Long before Haden helped ignite a jazz revolution with Ornette Coleman; before he spent a decade in another landmark band led by pianist Keith Jarrett; before he formed his Liberation Music Orchestra; before his Quartet West, which played noir ballads inspired by Raymond Chandler novels and movie themes; before memorable collaborations with musicians spanning three generations of jazz’s finest players and nearly all its idioms, he was “Cowboy Charlie,” a precocious toddler singing his way into listeners hearts through what he’d later call “hillbilly music” on his parents’ radio show. Haden’s love for sturdy, heartfelt melody and folk traditions were touchstones through his career, evident even within complex improvised settings. And from start, Haden knew how to connect directly and honestly with his listeners, how to make them hear what he heard, and care about what he cared about.

“Charlie was irreplaceable in many ways,” said Bley. “And one of those ways was the relationship between him and his audience. It must have been thrilling to enjoy that sort of bond, and it was enthralling to witness it wherever we went.”

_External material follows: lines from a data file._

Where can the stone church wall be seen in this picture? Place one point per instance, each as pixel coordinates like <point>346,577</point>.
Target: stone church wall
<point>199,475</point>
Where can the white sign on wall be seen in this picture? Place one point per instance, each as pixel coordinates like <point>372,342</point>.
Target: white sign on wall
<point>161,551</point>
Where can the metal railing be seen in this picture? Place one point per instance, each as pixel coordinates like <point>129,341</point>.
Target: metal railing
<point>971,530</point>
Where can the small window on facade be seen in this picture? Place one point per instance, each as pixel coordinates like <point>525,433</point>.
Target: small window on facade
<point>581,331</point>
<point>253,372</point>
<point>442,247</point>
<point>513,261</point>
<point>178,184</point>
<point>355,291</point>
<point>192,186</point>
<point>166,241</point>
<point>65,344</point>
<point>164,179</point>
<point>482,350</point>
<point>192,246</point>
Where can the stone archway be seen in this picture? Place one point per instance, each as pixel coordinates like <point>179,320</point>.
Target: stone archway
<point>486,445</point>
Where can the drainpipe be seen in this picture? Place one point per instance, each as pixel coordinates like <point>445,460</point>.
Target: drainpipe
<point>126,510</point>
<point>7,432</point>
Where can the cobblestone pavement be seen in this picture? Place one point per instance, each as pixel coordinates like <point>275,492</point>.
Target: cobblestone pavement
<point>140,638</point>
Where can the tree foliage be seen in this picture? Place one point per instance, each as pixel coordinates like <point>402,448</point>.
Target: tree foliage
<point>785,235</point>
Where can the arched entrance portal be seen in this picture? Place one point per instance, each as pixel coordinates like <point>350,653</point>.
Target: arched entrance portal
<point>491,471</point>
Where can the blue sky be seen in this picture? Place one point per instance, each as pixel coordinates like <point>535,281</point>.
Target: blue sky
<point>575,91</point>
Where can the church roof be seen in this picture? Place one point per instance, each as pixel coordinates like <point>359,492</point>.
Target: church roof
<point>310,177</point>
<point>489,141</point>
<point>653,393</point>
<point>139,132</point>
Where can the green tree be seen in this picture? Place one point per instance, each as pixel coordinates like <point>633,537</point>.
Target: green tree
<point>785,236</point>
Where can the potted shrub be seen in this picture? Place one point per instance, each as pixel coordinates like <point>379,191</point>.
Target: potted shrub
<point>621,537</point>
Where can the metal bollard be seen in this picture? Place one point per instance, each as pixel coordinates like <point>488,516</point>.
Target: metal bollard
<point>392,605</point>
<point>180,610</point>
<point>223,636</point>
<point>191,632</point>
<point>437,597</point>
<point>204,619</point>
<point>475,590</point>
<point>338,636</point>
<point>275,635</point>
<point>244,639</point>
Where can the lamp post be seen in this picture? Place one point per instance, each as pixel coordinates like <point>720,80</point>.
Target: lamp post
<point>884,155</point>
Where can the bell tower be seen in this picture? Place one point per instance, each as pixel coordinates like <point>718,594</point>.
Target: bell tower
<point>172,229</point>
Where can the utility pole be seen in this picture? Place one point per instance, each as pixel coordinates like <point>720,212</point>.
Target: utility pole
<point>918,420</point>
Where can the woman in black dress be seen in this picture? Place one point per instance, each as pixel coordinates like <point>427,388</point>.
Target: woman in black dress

By the time the Liberation Music Orchestra played in Belgium in 2011, Haden was already using a feeding tube. “Offstage, he’d slump into cot,” said Ruth Cameron Haden, “but onstage, he ran on adrenaline. He was literally living though his music.” On the new CD, the strain in Haden’s voice is evident as he addresses the Belgian crowd after “Song for the Whales.” Yet so is the youthful enthusiasm he never lost. In those closing remarks—about the whales, and the sanctity of our environment—he made the political personal and perhaps addressed his own mortality. “You’re a part of it,” he said. “It’s so important to remember how precious life is.”

Back in the ’60s, Haden knew we were living in a divided nation. Along with reconfigured versions of Spanish Civil War songs and his own “Song for Ché,” that first Liberation Music Orchestra album contained “Circus ’68 ’69,” for which he broke his ensemble into two clashing bands, and which his liner note described as follows: “The idea came to me one night while watching the Democratic National Convention on television in the summer of 1968. After the minority plank on Vietnam was defeated in a vote taken on the convention floor, the California and New York delegations spontaneously began to sing ‘We Shall Overcome’ in protest. Unable to gain control of the floor, the rostrum instructed the convention orchestra to drown out the singing. ‘You’re a Grand Old Flag’ and ‘Happy Days Are Here Again’ could then be heard trying to stifle ‘We Shall Overcome’. To me this told the story, in music, of what was happening in our country politically.”

Haden once told me that he thought instrumental music could make a difference, that even without lyrics he could “articulate social and political ideas, especially in times of need or conflict.” In that 1969 liner note, he wrote, “We hope to see a new society of enlightenment and wisdom where creative thought becomes the most dominant force in all people’s lives.”

The music that Haden made with his Liberation Music Orchestra remains strikingly relevant—a soundtrack to discontent and a righteous call to envision something better.